Nouveau coup dur pour les militants de l’apiculture reconvertis dans la lutte contre les pesticides. Alors qu’ils cherchent à imposer dans les médias et l’opinion publique (non sans un certains succès qui a néanmoins tendance à s’étioler) que les mortalités d’abeilles observées en France et dans le monde depuis des années a pour unique responsable l’agriculture et les produits phytosanitaires, l’Organisation internationale de la santé animale vient de lancer un nouveau pavé dans la mare. Selon une dépêche AFP, « les causes du « syndrome d’effondrement des colonies d’abeilles », à l’origine d’importantes pertes de ruches dans le monde, « sont sans aucun doute multifactorielles », selon un groupe d’experts de l’OIE sur les maladies des abeilles ». Pas question pour autant d’éliminer totalement la piste pesticides, puisque selon les experts de l’OIE, « l’emploi irresponsable des pesticides pourrait avoir un impact sur la santé des abeilles, notamment en les affaiblissant et en augmentant leur sensibilité à différentes maladies. » Mais on observera la nuance sur une utilisation « irresponsable » doublée de l’emploi du conditionnel sur l’impact sanitaire sur les ruches.

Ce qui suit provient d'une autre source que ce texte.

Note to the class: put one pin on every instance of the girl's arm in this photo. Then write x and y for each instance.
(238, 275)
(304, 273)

En effet, d’autres causes sont mises en avant : « les parasites acariens de type Varroa, les infections virales et bactériennes, les pesticides et « des carences nutritionnelles résultant d’autres problèmes environnementaux liés au comportement humain sont des facteurs concomitants qui menacent la survie de certaines colonies d’abeilles » (…) Les infestations par des acariens de type Varroa, Nosema et Tropilaelaps représentent les problèmes sanitaires les plus fréquemment rencontrés dans les ruches au niveau mondial, selon le groupe d’experts. Il signale qu’une nouvelle forme de Varroa (Varroa jacobsoni), détectée en Océanie en 2008, « représente aujourd’hui une nouvelle menace pour l’apiculture dans la région comme à l’échelle mondiale » ».

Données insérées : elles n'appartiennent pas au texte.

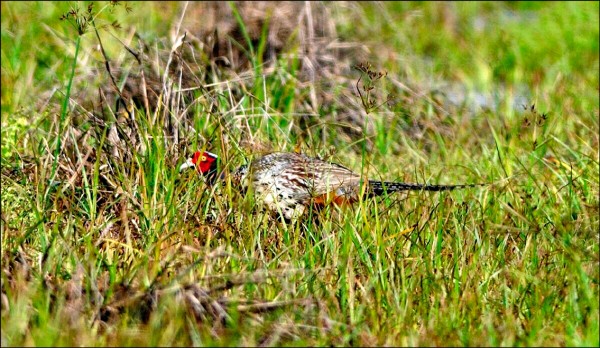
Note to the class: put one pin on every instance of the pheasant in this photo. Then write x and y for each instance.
(288, 183)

Ces conclusions rejoignent et confirment donc celles de nombreux chercheurs à travers le monde qui s’étaient exprimé lors du colloque « Apimondia » organisé à l’automne dernier par l’Unaf. Mais les militants de l’Unaf ne désarment pas et poursuivent leur action rémunératrice en installant des ruches en ville aux frais du contribuable. Des partenariats juteux avec les collectivités qui permet à l’Unaf de mener une intense action de lobbying auprès des parlementaires. Mais ceux-ci auront peut-être connaissance des conclusions de l’étude de l’OIE. Espérons-le.